I only have a uniform distribution function between [0,1]. And from this distribution, I should generate a sequence of Rayleigh distributed random variable using some software.

Anyhow, I was able to finish the problem using the formula from the Wikipedia article:

$$(1)\;\;\;\;X=\sigma\sqrt{-2\ln(U)}$$

However, there is only one thing I could not understand. I tried many times to derive formula $(1)$ using the Inverse transform sampling method, but I could not.

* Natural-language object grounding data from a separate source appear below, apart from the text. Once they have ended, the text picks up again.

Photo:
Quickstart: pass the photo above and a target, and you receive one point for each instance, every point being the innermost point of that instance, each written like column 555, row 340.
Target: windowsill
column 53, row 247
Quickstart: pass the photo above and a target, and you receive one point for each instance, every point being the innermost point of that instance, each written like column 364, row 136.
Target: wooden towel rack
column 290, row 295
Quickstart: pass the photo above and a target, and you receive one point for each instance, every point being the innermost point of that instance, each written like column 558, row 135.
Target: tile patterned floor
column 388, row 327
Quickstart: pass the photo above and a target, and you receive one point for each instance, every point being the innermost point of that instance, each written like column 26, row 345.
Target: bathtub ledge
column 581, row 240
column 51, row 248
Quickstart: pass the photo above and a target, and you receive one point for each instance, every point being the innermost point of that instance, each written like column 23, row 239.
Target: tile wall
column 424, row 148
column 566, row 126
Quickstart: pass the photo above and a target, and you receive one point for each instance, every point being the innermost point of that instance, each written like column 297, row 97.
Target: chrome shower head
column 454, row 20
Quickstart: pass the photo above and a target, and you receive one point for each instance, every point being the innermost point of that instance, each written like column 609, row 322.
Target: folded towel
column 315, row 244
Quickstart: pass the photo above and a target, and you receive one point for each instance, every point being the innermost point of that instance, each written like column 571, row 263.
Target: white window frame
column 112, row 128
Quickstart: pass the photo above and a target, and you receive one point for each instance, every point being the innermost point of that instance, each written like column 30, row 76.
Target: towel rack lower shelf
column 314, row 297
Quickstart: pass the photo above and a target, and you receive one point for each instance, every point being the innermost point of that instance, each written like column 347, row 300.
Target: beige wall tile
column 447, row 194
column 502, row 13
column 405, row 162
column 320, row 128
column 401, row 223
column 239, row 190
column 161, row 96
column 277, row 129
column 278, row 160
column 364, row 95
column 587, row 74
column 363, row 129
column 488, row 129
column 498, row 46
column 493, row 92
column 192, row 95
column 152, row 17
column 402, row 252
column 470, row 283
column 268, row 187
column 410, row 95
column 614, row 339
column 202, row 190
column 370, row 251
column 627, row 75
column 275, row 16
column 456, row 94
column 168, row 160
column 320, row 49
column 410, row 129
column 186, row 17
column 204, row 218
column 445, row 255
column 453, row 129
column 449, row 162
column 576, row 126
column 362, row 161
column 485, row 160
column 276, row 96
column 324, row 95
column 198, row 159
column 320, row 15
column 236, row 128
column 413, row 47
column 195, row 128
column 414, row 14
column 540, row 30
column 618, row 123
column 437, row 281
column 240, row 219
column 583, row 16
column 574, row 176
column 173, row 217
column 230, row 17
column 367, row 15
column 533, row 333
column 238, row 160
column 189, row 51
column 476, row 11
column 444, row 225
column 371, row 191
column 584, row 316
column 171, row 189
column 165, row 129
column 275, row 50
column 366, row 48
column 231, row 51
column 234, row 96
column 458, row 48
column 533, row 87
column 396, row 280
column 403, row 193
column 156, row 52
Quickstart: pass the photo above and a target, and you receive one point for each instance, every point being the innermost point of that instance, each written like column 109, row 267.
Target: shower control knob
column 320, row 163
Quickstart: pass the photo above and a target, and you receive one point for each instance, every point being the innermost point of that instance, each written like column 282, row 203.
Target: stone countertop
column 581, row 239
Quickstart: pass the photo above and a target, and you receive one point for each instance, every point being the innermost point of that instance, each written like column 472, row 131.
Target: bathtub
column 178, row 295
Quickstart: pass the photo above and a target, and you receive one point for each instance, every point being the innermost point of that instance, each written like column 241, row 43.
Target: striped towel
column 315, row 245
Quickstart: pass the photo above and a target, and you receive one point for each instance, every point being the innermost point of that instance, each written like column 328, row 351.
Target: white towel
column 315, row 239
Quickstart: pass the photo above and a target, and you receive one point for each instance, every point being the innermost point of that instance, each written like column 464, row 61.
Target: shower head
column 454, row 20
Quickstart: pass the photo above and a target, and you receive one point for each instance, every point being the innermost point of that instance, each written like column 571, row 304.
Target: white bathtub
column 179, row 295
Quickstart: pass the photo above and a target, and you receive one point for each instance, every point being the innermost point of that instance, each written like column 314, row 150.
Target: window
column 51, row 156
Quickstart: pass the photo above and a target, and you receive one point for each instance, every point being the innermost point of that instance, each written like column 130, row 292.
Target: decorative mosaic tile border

Can someone show me the steps of how $(1)$ is found?

Answer 1

If random variable $X$ has CDF $F(x)$, then $F^{-1}(U)$ is a sample of $X$ where $U$ is uniformly distributed on the unit interval. This is a standard result in probability theory, and I assume that you do not need a proof of this.

The CDF of a Rayleigh random variable $X$ is $$F(x) = 1 - \exp\left(-\frac{x^2}{2\sigma^2}\right), ~~x \geq 0,$$ and so $F^{-1}(y) = \sigma\sqrt{-2\ln(1-y)}$. But, since $1-U$ is also uniformly distributed on the unit interval, we save one subtraction by using $X = \sigma\sqrt{-2\ln( U})$ instead.